Que-10: In parallelogram ABCD, slope of AB = -2, slope of BC = 3/5. State the slope of (a) AD   (b) CD  (c) the altitude of AD   (d) the altitude of CD

Sol: In parallelogram ABCD, slope of AB = -2, slope of BC = 3/5.
AB || CD and DA || CD.

(a) So, DA || CB
Slope of AD = Slope of BC = 3/5

(b) If CD || AD
Slope of CD = Slope of AD = -2.

(c) Slope of altitude of AD = [-1/slope of AD]
= -5/3

(d) Slope of altitude of CD = [-1/slope of CD]
= -1/-2 = 1/2.

Que-11: The vertices of a ΔABC are A(1,1), B(7,3) and C(3,6).
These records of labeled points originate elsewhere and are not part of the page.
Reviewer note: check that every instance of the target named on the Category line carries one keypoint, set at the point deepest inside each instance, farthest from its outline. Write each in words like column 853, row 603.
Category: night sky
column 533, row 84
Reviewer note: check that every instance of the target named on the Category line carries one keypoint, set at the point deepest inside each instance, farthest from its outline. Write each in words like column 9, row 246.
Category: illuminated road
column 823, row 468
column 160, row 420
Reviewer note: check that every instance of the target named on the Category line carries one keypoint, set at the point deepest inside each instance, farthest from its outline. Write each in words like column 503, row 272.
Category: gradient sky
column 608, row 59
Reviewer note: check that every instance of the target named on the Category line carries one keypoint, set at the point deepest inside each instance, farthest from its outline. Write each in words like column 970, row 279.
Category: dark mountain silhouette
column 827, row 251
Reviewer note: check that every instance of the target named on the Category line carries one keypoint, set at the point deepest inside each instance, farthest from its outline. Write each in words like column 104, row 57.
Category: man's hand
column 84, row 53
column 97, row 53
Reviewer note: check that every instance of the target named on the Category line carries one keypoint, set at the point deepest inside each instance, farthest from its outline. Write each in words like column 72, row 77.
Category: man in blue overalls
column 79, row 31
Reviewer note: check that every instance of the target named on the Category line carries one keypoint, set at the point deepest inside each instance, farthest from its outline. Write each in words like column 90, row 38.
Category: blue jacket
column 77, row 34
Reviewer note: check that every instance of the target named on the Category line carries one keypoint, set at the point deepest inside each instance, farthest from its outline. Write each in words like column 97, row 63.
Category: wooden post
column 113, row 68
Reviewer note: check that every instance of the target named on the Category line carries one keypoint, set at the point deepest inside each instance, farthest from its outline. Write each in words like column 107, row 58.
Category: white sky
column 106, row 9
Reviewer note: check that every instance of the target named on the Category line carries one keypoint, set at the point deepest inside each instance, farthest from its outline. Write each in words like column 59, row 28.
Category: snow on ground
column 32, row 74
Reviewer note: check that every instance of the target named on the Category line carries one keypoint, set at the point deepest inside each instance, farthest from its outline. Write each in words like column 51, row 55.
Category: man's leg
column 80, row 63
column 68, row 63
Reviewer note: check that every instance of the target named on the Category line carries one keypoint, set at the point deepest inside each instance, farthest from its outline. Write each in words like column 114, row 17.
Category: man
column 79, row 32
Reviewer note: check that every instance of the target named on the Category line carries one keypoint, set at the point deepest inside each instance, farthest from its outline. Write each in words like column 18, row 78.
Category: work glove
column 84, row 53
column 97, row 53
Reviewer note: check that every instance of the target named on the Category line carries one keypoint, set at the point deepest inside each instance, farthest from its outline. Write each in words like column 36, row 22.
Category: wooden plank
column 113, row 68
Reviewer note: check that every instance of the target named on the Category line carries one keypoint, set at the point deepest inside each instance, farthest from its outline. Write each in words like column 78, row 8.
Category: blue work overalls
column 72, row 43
State the slope of the altitude to (a) AB   (b) BC   (c) AC

Sol: The vertices of a ΔABC are A(1,1), B(7,3) and C(3,6).

(a) Slope of AB = {(y2−y1)/(x2−x1)}
= {(3-1)/(7-1)}
= 2/6 = 1/3
and slope of its altitude = -1/slope of AB
= -3.

(b) Slope of BC = {(y2−y1)/(x2−x1)}
= {(6-3)/(3-7)}
= 3/-4 = -3/4
and slope of its altitude = -1/slope of BC
= 4/3.

(c) Slope of AC = {(y2−y1)/(x2−x1)}
= {(6-1)/(3-1)}
= 5/2
and slope of its altitude = -1/slope of AB
= -2/5.

Que-12: The line joining (-5,7) and (0,-2) is perpendicular to the line joining (1,-3) and (4,x). Find x.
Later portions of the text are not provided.